An Integrated Approach to Meet NanoEHS Challenges Along the Life Cycle of Nano-Enabled Products: The Case Study of Engineered Nanoparticles Emitted from toners used in Printing Equipment

D. Bello, P. Demokritou
University of Massachusetts Lowell, US

Keywords: nano-enabled product, dosimetry, integrated approach, printers

Summary:

A large number of engineered nanomaterials (ENM) are already in use in different nanotechnology sectors as well as consumer and personal care products. Populations of workers and consumers are being exposed to ENM across the life cycle (LC) of nano-enabled products (NEPs), during synthesis, consumer use, and at the end of life. Harnessing the potential of any nanotechnology application requires careful balancing of benefits against potential risks. In this context, science-based assessment of potential adverse effects and risks is critical. Currently, the risk assessment paradigm used in nano toxicology is based on the toxicological properties and exposures of bulk ENMs at the occupational level.

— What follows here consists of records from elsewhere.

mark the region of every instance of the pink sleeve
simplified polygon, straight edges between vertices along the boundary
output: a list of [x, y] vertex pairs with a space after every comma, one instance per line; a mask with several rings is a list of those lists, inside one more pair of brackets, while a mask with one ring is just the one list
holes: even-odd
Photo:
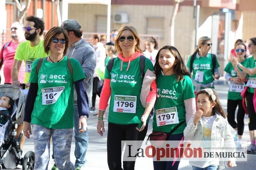
[[111, 95], [110, 88], [110, 79], [104, 79], [104, 83], [101, 90], [100, 98], [100, 103], [99, 105], [99, 110], [106, 110], [108, 107], [108, 102]]
[[151, 103], [154, 105], [156, 99], [156, 83], [155, 80], [152, 82], [150, 87], [152, 90], [149, 91], [148, 96], [147, 97], [147, 103]]

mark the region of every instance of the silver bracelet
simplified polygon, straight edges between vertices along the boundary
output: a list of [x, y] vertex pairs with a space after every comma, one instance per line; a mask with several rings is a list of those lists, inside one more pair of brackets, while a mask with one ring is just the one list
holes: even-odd
[[81, 119], [81, 118], [85, 118], [87, 120], [87, 119], [88, 118], [88, 117], [87, 117], [87, 116], [81, 116], [80, 118], [79, 118], [79, 119]]

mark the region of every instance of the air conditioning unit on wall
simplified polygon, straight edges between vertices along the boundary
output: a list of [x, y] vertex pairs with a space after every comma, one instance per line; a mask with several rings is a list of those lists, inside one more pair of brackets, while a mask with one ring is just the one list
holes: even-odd
[[116, 12], [114, 15], [114, 23], [124, 24], [129, 22], [128, 14], [124, 12]]

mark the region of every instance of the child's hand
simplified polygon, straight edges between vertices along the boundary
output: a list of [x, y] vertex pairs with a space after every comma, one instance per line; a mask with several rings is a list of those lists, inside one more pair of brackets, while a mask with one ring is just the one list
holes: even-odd
[[202, 110], [202, 109], [199, 109], [195, 113], [194, 117], [194, 119], [193, 120], [194, 125], [196, 125], [197, 124], [197, 122], [199, 121], [199, 120], [202, 117], [202, 116], [203, 115], [203, 111]]
[[234, 161], [231, 161], [231, 160], [227, 161], [227, 167], [235, 167], [237, 166], [235, 162]]

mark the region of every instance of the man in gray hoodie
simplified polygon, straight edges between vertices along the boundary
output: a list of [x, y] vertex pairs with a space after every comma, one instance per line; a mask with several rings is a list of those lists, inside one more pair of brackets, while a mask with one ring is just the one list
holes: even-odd
[[[81, 26], [76, 21], [74, 20], [66, 20], [62, 23], [61, 27], [66, 31], [70, 43], [70, 47], [67, 56], [68, 57], [74, 58], [79, 61], [85, 74], [86, 78], [84, 81], [85, 87], [90, 105], [92, 93], [93, 76], [96, 66], [96, 56], [93, 47], [81, 38], [82, 31], [80, 30]], [[76, 158], [75, 166], [76, 170], [82, 170], [85, 168], [85, 164], [86, 162], [86, 155], [88, 147], [88, 133], [87, 130], [82, 133], [78, 132], [80, 130], [78, 129], [79, 117], [75, 90], [75, 92], [74, 127], [76, 145], [75, 155]]]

Toxicological and risk assessment along the life cycle of NEPs presents several unique challenges compared to primary production of bulk ENM in occupational settings: (i) Little is known about realistic exposures per se across LC; (ii) Scenarios are scattered across LC; (iii) The physicochemical and morphological (PCM) properties of emitted particles are usually significantly different from the input nanomaterials used in the synthesis; (iv) As a result, toxicological properties of actual particle exposures are often unknown (and so is the hazard and risk) and cannot be inferred from that of input ENMs used in the synthesis of NEPs. We present here an integrated and structured approach to address the needs of science-based hazard and risk assessment across the LC of NEPs. We illustrate the approach with a case study of an NEP widely used by almost everyone: consumer and workplace exposure to engineered nanoparticles from toners used in printing equipment. This approach is suitable for other similar scenarios such as mechanical processing of advanced composites containing carbon nanotubes and other ENM, and end-of-life incineration of such composites.